Veterans mark 80th anniversary of Battle of the Bulge
Dec 16, 2024
WASHINGTON (NEXSTAR) -- Veterans gathered at the WWII Memorial in Washington, D.C., Monday 80 years after the start of the Battle of the Bulge.
More than 22,000 Allied forces and civilians died in what became one of the largest and bloodiest fights of the war.
"Six intense weeks during the coldest winter on record," Jane Droppa, the chair of the Friends of the National WWII Memorial, recounted during the ceremony. "We remember the thousands who gave their lives in this pivotal battle."
Most have to honor the sacrifices from the famous battle based on memorials like the ones at the National Mall, but 99-year-old Col. Frank Cohn survived it.
"Whenever I think about the Bulge, I think of the weather," Cohn said.
Cohn's mission as an Army intelligence agent during that brutal winter was looking for Germans in American uniforms throughout Belgium, and one drive in particular in sleet and snow with no windshield came to mind.
"I was lucky. I was just a PFC so I was in the backseat. The captain was in the front, and I got behind him. He shielded me, but I never told him that," Cohn remembered, laughing.
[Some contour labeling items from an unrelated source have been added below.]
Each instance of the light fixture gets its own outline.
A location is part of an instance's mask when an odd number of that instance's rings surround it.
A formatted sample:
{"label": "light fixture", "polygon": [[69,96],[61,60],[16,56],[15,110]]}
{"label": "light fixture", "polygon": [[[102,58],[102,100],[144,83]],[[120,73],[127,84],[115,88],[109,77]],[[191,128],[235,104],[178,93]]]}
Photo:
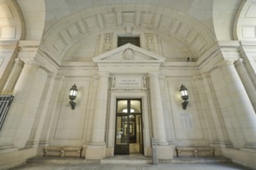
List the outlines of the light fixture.
{"label": "light fixture", "polygon": [[[133,113],[135,110],[134,109],[130,109],[130,113]],[[128,109],[123,109],[123,113],[128,113]]]}
{"label": "light fixture", "polygon": [[189,104],[189,101],[187,101],[187,100],[189,99],[188,89],[183,84],[182,84],[179,91],[181,93],[182,98],[184,100],[184,102],[182,104],[182,108],[185,110]]}
{"label": "light fixture", "polygon": [[75,84],[74,84],[69,91],[69,99],[71,100],[69,101],[69,104],[71,104],[72,110],[74,110],[75,107],[76,103],[74,103],[73,100],[75,99],[77,95],[78,95],[78,87]]}

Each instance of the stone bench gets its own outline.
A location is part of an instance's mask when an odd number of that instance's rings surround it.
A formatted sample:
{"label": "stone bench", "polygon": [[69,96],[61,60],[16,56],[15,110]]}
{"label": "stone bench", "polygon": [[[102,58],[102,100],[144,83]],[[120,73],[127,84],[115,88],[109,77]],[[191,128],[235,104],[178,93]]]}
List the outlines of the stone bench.
{"label": "stone bench", "polygon": [[61,156],[64,157],[67,153],[69,156],[81,157],[81,147],[73,146],[47,146],[44,147],[44,156]]}
{"label": "stone bench", "polygon": [[[61,156],[61,147],[57,146],[46,146],[44,147],[44,156],[54,155]],[[53,152],[53,153],[51,153]]]}
{"label": "stone bench", "polygon": [[211,151],[215,156],[214,148],[212,147],[178,147],[176,148],[177,157],[181,155],[182,151],[192,151],[194,156],[197,157],[199,151]]}
{"label": "stone bench", "polygon": [[61,157],[64,157],[67,152],[74,152],[77,157],[81,157],[81,147],[64,147],[61,149]]}

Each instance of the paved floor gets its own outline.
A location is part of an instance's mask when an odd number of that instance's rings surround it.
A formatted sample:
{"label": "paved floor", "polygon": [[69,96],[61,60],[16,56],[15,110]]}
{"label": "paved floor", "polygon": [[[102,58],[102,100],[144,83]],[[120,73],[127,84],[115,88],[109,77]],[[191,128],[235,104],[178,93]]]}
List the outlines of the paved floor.
{"label": "paved floor", "polygon": [[14,168],[26,170],[247,170],[240,165],[230,162],[206,163],[206,164],[160,164],[153,165],[116,165],[116,164],[79,164],[60,165],[54,163],[29,163]]}
{"label": "paved floor", "polygon": [[[150,158],[132,155],[129,157],[117,156],[107,158],[105,162],[90,162],[78,158],[36,158],[25,165],[11,168],[12,170],[249,170],[240,165],[232,163],[223,157],[214,157],[209,158],[176,158],[172,163],[159,163],[157,165],[147,163]],[[134,163],[136,159],[144,162]],[[126,163],[120,163],[125,158]],[[112,162],[115,160],[114,163]],[[109,162],[109,163],[107,163]],[[105,162],[102,164],[102,162]],[[174,163],[175,162],[175,163]]]}

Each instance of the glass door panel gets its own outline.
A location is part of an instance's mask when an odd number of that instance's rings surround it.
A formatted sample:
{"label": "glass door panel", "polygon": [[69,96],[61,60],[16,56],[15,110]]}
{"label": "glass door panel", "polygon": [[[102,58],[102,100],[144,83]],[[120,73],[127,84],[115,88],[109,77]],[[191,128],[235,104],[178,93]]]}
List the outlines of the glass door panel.
{"label": "glass door panel", "polygon": [[129,122],[127,116],[116,116],[115,155],[129,155]]}

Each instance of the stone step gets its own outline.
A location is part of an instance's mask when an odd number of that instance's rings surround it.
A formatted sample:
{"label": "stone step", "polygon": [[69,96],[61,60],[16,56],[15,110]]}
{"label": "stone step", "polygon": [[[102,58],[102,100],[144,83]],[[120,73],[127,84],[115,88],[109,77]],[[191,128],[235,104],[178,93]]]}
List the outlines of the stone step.
{"label": "stone step", "polygon": [[[217,157],[175,157],[173,160],[159,160],[159,164],[191,164],[191,163],[213,163],[231,162],[230,158]],[[53,163],[53,164],[150,164],[151,158],[140,155],[115,155],[102,160],[87,160],[84,158],[62,158],[62,157],[35,157],[26,161],[27,163]]]}

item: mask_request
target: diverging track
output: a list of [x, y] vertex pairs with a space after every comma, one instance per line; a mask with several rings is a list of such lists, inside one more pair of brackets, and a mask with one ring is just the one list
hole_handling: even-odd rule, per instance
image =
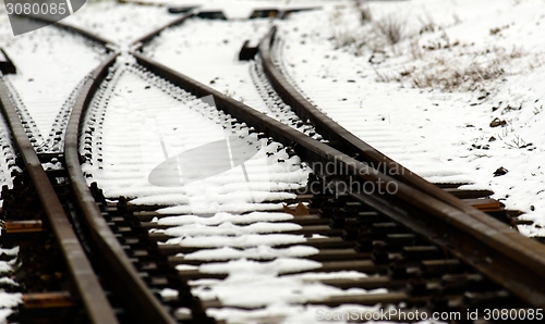
[[[306, 102], [274, 66], [274, 29], [262, 41], [264, 72], [326, 141], [137, 52], [159, 32], [142, 37], [131, 52], [111, 53], [92, 73], [71, 112], [64, 154], [48, 157], [65, 160], [62, 177], [81, 215], [74, 223], [114, 304], [130, 310], [128, 319], [310, 322], [319, 310], [347, 304], [359, 304], [362, 313], [395, 308], [412, 314], [545, 308], [545, 248], [414, 175]], [[61, 232], [56, 222], [70, 228], [57, 196], [46, 196], [53, 189], [43, 162], [0, 90], [53, 232]], [[223, 142], [229, 155], [220, 154]], [[233, 152], [247, 159], [237, 161]], [[70, 235], [73, 245], [77, 239]], [[65, 239], [57, 240], [68, 249]], [[74, 263], [88, 266], [76, 248], [81, 260]], [[65, 256], [71, 264], [74, 253]], [[87, 283], [95, 281], [92, 296], [85, 295], [88, 285], [77, 284], [82, 272]], [[116, 323], [94, 270], [71, 273], [89, 320]], [[106, 311], [87, 300], [93, 296], [102, 296]]]

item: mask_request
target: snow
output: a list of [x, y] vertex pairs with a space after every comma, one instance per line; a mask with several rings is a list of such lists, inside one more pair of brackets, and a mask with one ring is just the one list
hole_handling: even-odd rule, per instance
[[231, 214], [219, 212], [210, 217], [202, 217], [197, 215], [179, 215], [167, 216], [157, 221], [159, 225], [185, 225], [185, 224], [201, 224], [201, 225], [220, 225], [229, 222], [232, 224], [252, 224], [255, 222], [281, 222], [292, 220], [293, 216], [287, 213], [265, 213], [252, 212], [247, 214]]
[[201, 250], [193, 253], [187, 253], [185, 260], [233, 260], [233, 259], [254, 259], [266, 260], [275, 258], [304, 258], [318, 253], [318, 249], [304, 246], [292, 246], [286, 249], [275, 249], [267, 246], [258, 246], [244, 250], [223, 247], [218, 249]]
[[232, 223], [223, 223], [219, 226], [203, 226], [203, 225], [184, 225], [170, 227], [165, 230], [166, 235], [169, 236], [206, 236], [206, 235], [232, 235], [240, 236], [249, 233], [278, 233], [284, 230], [296, 230], [301, 229], [301, 225], [292, 224], [292, 223], [253, 223], [246, 226], [238, 226]]
[[10, 55], [17, 74], [4, 76], [20, 114], [28, 122], [36, 147], [48, 151], [60, 128], [59, 115], [70, 111], [76, 88], [104, 58], [105, 50], [55, 27], [11, 37], [0, 47]]
[[[195, 2], [202, 1], [169, 1], [178, 5]], [[464, 187], [494, 190], [494, 198], [508, 209], [521, 210], [525, 212], [522, 219], [535, 222], [519, 226], [524, 235], [544, 236], [543, 1], [370, 1], [362, 4], [363, 12], [368, 8], [372, 16], [365, 24], [354, 1], [216, 0], [207, 1], [203, 9], [221, 9], [230, 18], [240, 18], [258, 7], [313, 4], [324, 9], [294, 13], [287, 21], [192, 18], [164, 32], [145, 53], [272, 117], [293, 123], [281, 111], [284, 107], [278, 108], [275, 99], [264, 100], [266, 91], [255, 88], [263, 86], [255, 63], [237, 60], [245, 39], [255, 43], [276, 24], [279, 67], [319, 109], [431, 182], [470, 183]], [[111, 37], [126, 48], [136, 37], [178, 17], [165, 7], [99, 1], [87, 3], [65, 22]], [[402, 27], [395, 45], [379, 30], [387, 23]], [[20, 70], [5, 79], [38, 139], [36, 146], [59, 149], [50, 146], [52, 135], [63, 126], [78, 85], [98, 65], [104, 50], [55, 26], [13, 37], [2, 5], [0, 47]], [[204, 60], [214, 61], [202, 64]], [[88, 147], [82, 148], [82, 153], [90, 153], [84, 170], [89, 183], [98, 182], [109, 198], [125, 196], [134, 204], [165, 207], [159, 211], [165, 217], [157, 223], [177, 226], [164, 230], [173, 236], [166, 244], [206, 248], [183, 257], [213, 263], [180, 270], [228, 274], [226, 281], [192, 283], [198, 297], [228, 306], [207, 312], [228, 322], [272, 317], [283, 323], [315, 323], [318, 310], [376, 311], [356, 306], [292, 304], [373, 291], [320, 284], [319, 279], [366, 274], [319, 273], [315, 262], [303, 259], [316, 252], [302, 246], [307, 238], [282, 233], [298, 228], [280, 223], [292, 216], [270, 211], [281, 210], [276, 201], [294, 197], [287, 190], [304, 186], [308, 170], [299, 158], [288, 159], [278, 144], [258, 140], [237, 125], [229, 129], [231, 134], [261, 148], [244, 164], [251, 182], [238, 166], [197, 180], [195, 174], [175, 178], [180, 186], [149, 183], [150, 172], [168, 157], [226, 138], [225, 126], [231, 120], [211, 113], [197, 98], [161, 80], [144, 80], [145, 73], [131, 64], [130, 58], [122, 57], [112, 79], [114, 87], [102, 88], [94, 101], [97, 122], [88, 120], [86, 125], [94, 125], [96, 132]], [[110, 99], [108, 109], [106, 98]], [[505, 123], [492, 127], [496, 119]], [[138, 136], [132, 135], [135, 133]], [[11, 185], [14, 152], [5, 127], [0, 127], [0, 182]], [[494, 176], [501, 166], [508, 173]], [[168, 176], [160, 174], [158, 179], [166, 182]], [[278, 247], [286, 245], [289, 247]], [[8, 262], [0, 263], [0, 272], [10, 269]], [[307, 269], [316, 273], [289, 274]], [[175, 298], [177, 292], [165, 289], [161, 296]], [[0, 319], [11, 313], [9, 308], [20, 298], [0, 292]], [[238, 309], [257, 306], [263, 308]], [[180, 316], [187, 312], [179, 310]]]
[[[252, 63], [238, 61], [238, 58], [243, 42], [249, 39], [251, 43], [258, 43], [271, 23], [267, 18], [251, 23], [190, 18], [161, 33], [144, 52], [157, 62], [233, 99], [259, 111], [267, 111], [249, 73]], [[197, 60], [207, 63], [190, 63]]]
[[[284, 190], [305, 185], [310, 170], [299, 158], [289, 158], [279, 144], [257, 139], [244, 125], [231, 125], [231, 117], [161, 79], [145, 79], [146, 72], [125, 61], [121, 58], [111, 86], [95, 97], [86, 127], [96, 130], [82, 148], [82, 154], [92, 155], [83, 165], [88, 182], [97, 182], [107, 197], [165, 205], [159, 210], [165, 213], [208, 214], [278, 210], [281, 205], [270, 201], [294, 198]], [[183, 159], [184, 152], [226, 138], [226, 132], [252, 152], [243, 165], [199, 176], [206, 165], [230, 159], [206, 151], [207, 159], [196, 165], [167, 165], [165, 174], [153, 177], [152, 172], [169, 157]]]
[[175, 18], [177, 15], [169, 14], [161, 7], [105, 0], [86, 3], [76, 14], [64, 18], [63, 22], [92, 30], [118, 45], [129, 45]]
Good humor sustained Cohn throughout the war and his life. Like fellow veteran of the battle who also attended the ceremony, 96-year-old Harry Miller, Cohn continued to serve in the military after WWII.
"The legacy of the Battle of the Bulge lives on in the freedoms we cherish today," Droppa said.
Following a wreath laying ceremony, dozens of spectators filtered through the WWII Memorial to recognize the battle's 80th anniversary and to shake hands and take pictures with Cohn and Miller.